My blog posts this week are adapted from my new book, Can You Hear Me?, to be published by Harvard this month.  Please consider clicking on the link and purchasing a copy.  I provide this blog as a free resource to people who care about public speaking and communications, and selling books helps to keep this blog going.  In this first part, I discuss what current research is telling us about the uses of virtual connection in the workplace, specifically through social media. 

In the virtual world, trust is more fragile and human connections are more brittle than they are in the face-to-face world.  For every road warrior who loves managing her life with a couple of gadgets from the airport, there are thousands of workers who feel less motivated to do their best, customers who are ready to jump to a rival brand, and virtual teams that are barely getting the job done.  That’s because their commitment to the work, the product, or the project is less profound and deep than it would be if there were a face-to-face relationship at stake.

Why do humans feel the lack of that kind of connection and commitment so deeply, and respond with less than their full humanity?
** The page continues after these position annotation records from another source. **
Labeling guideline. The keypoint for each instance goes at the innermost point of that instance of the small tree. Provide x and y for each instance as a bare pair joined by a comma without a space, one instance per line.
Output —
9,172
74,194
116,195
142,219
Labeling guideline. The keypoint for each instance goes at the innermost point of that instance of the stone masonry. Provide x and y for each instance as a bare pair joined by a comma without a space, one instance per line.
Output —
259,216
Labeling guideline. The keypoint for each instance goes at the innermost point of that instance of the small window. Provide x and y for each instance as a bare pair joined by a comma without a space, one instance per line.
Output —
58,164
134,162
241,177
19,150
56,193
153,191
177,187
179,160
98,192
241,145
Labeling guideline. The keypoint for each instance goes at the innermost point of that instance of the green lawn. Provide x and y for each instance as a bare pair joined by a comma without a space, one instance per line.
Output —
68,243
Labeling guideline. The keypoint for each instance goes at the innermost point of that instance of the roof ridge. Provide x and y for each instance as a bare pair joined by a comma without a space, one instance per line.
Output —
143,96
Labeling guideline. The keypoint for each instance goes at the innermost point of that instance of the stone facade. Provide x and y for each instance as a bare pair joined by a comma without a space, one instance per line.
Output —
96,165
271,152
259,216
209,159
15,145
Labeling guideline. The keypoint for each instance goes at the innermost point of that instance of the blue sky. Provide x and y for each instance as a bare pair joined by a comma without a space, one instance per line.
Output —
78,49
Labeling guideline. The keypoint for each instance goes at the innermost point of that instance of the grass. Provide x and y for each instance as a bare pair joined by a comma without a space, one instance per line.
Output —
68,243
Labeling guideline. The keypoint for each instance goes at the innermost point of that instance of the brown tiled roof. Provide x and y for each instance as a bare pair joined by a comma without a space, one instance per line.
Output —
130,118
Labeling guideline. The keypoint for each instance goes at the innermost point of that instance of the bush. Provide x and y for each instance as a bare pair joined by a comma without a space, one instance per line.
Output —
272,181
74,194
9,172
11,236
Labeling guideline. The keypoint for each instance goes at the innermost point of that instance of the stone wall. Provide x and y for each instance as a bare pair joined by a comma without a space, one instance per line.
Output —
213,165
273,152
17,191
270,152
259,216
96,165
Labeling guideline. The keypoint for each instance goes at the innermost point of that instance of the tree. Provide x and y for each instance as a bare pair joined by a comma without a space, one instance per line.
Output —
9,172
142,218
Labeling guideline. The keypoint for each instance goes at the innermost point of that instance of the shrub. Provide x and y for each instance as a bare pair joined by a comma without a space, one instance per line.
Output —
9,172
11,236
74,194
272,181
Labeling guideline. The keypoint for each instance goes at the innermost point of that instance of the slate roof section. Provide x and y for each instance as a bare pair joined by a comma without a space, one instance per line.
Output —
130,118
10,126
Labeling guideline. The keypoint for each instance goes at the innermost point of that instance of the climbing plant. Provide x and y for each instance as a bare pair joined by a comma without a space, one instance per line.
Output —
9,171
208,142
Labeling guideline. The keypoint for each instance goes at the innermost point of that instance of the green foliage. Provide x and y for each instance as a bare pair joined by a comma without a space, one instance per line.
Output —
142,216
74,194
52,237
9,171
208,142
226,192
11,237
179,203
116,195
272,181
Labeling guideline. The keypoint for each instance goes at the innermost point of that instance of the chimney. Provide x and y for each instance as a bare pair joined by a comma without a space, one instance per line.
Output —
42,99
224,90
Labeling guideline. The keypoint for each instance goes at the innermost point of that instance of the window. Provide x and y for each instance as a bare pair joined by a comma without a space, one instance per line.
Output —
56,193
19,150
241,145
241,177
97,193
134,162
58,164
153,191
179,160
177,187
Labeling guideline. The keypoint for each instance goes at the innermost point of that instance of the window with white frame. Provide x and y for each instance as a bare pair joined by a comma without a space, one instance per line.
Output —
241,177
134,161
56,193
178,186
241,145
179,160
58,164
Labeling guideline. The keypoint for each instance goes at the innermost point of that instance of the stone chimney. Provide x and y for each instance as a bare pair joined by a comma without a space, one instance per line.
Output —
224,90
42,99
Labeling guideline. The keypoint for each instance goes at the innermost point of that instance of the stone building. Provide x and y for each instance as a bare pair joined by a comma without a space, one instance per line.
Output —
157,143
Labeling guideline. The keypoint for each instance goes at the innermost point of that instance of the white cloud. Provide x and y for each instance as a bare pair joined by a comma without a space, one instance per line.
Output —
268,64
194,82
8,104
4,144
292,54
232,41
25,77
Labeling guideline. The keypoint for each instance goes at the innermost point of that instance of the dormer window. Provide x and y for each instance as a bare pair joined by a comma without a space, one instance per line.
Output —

How can you strengthen online human connections – if you can?  And what should you be thinking about when you communicate virtually?  Let’s explore.

When the first dot-com bubble was expanding, and everyone was trying to figure out how the Internet was going to change the world, no one foresaw the advent of social media in the way that it has exploded in the last decade.  Amazon was still just a bookstore, Facebook wasn’t even born yet, and laptops required extra batteries, large briefcases, and an absurd amount of cords and plugs to keep them going.  It was a primitive time.

The attitude of companies was still that top-down IT was the way to go.  In other words, don’t let workers buy their own tech, because we’ll have to help them make it all work, it won’t be compatible, and they’ll blame us for everything that goes wrong.

The ubiquitous mobile phone and its apps, and the development of social media changed all that.  Today, the majority of companies use social networking tools to connect their employees.  From policing to playing along in a decade – the change in attitude has been huge and profound.

And the research shows that, perhaps surprisingly, paying attention to virtual social connections at work benefits workers.  Consultants who use social networks have more billable hours.  Employees who chat online are less likely to be laid off in recessions.

So rather than think of social media as a waste of time at work – which is the way it is referred to in the online global conversation almost exclusively – it might make more sense to see it as the virtual equivalent of schmoozing, which has always been good for your career.

And think about those virtual teams.  The use of social media as part of your communications with colleagues might be a signal of efforts to build strong connections that help a team get more work done. In short, water-cooler chat, whether it takes place in the physical or the virtual world, may be an indicator, at least, of the desire for strong collaborative relationships on a team.  And it may lead to better work results, better connections with customers, and better relationships with your colleagues.